BW #75: Refugees
[Sorry for the delayed publication; I had another packed, late day of corporate training and office hours. Solutions should come on time Thursday!]
I was in Prague last week for the Euro Python conference, which was delightful in every possible way. I was chatting with my driver on the way to the airport, and he reminded me that while Prague (and the Czech Republic in general) is quite peaceful, the Russian invasion of Ukraine is happening relatively close by. I knew that the war had created a huge number of refugees, especially women and children, and that a number of countries, including the Czech Republic, had absorbed many of them.

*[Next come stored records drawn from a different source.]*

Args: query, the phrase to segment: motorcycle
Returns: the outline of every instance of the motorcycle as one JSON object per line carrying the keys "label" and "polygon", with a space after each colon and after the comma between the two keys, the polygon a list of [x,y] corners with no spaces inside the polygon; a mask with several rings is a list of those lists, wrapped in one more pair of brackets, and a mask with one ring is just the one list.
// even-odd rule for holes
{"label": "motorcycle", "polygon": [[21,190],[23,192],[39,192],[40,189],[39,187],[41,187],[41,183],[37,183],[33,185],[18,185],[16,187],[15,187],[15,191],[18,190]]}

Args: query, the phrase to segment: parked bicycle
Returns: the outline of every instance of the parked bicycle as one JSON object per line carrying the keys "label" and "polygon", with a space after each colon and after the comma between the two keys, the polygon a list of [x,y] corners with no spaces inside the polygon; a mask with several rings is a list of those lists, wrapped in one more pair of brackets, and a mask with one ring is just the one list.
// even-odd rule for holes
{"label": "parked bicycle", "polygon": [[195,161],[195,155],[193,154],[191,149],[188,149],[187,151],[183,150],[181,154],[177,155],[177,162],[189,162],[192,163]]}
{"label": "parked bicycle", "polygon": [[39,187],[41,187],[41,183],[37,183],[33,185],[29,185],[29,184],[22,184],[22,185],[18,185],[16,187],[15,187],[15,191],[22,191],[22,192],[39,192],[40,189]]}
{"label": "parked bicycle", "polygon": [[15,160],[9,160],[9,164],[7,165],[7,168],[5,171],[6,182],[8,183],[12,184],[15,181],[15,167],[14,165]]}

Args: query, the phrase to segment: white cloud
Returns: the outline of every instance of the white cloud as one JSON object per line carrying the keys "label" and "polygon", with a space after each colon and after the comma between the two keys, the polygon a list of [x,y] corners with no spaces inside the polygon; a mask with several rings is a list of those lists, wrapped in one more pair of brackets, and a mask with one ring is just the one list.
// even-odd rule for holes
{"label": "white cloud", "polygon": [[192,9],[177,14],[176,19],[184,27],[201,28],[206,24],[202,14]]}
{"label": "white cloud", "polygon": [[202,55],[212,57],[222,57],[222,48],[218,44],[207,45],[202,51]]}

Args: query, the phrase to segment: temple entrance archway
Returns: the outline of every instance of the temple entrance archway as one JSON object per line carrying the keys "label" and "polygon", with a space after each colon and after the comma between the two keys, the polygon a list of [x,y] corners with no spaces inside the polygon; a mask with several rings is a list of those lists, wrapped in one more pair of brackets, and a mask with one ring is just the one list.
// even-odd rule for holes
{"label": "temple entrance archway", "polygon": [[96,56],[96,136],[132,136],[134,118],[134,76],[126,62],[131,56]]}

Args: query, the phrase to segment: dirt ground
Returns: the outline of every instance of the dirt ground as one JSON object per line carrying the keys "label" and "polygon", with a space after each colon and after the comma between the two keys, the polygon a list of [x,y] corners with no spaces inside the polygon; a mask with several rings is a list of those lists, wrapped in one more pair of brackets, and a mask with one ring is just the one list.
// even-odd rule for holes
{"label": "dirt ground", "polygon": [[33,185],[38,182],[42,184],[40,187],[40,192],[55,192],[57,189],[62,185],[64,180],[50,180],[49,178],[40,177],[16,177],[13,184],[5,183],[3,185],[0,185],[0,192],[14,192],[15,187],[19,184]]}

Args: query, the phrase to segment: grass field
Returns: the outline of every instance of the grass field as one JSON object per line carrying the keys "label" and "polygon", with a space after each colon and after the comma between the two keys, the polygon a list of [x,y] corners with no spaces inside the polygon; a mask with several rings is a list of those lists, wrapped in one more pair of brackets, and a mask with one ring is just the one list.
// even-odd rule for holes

This got me thinking: How many Ukrainian refugees are there? Indeed, how many refugees are there in general around the world? Has the number increased over the years? Where do refugees come from, and where do they go?
This week, we'll thus look at data about international refugees, and try to understand the countries and numbers involved. This is obviously a large and complex topic, one filled with lots of heartbreak and pain, as well as political turmoil in the countries that refugees came from and arrived at. Immigration and refugees are hotly debated topics across a large number of countries.
Data and seven questions
This week's data comes from three files, all produced by the World Bank:
- The population of each country and area, per year: https://api.worldbank.org/v2/en/indicator/SP.POP.TOTL?downloadformat=csv
- The number of refugees who left each country and area, per year: https://api.worldbank.org/v2/en/indicator/SM.POP.REFG.OR?downloadformat=csv
- The number of refugees who left each country and area, per year: https://api.worldbank.org/v2/en/indicator/SM.POP.REFG?downloadformat=csv
Learning goals include combining data frames, working with multi-indexes, grouping, filtering, working with time data, and resampling.
Here are this week's seven challenges and questions. I'll be back on Thursday with my solutions, including my Jupyter notebook:
- Create a single data frame whose index is made up of country names. The columns will be a multi-index with top-level names "origin", "destination", and "population". The lower level of the multi-index should contain the years; you can remove other columns.
- What 10 countries accepted the most refugees in 2000 and 2023?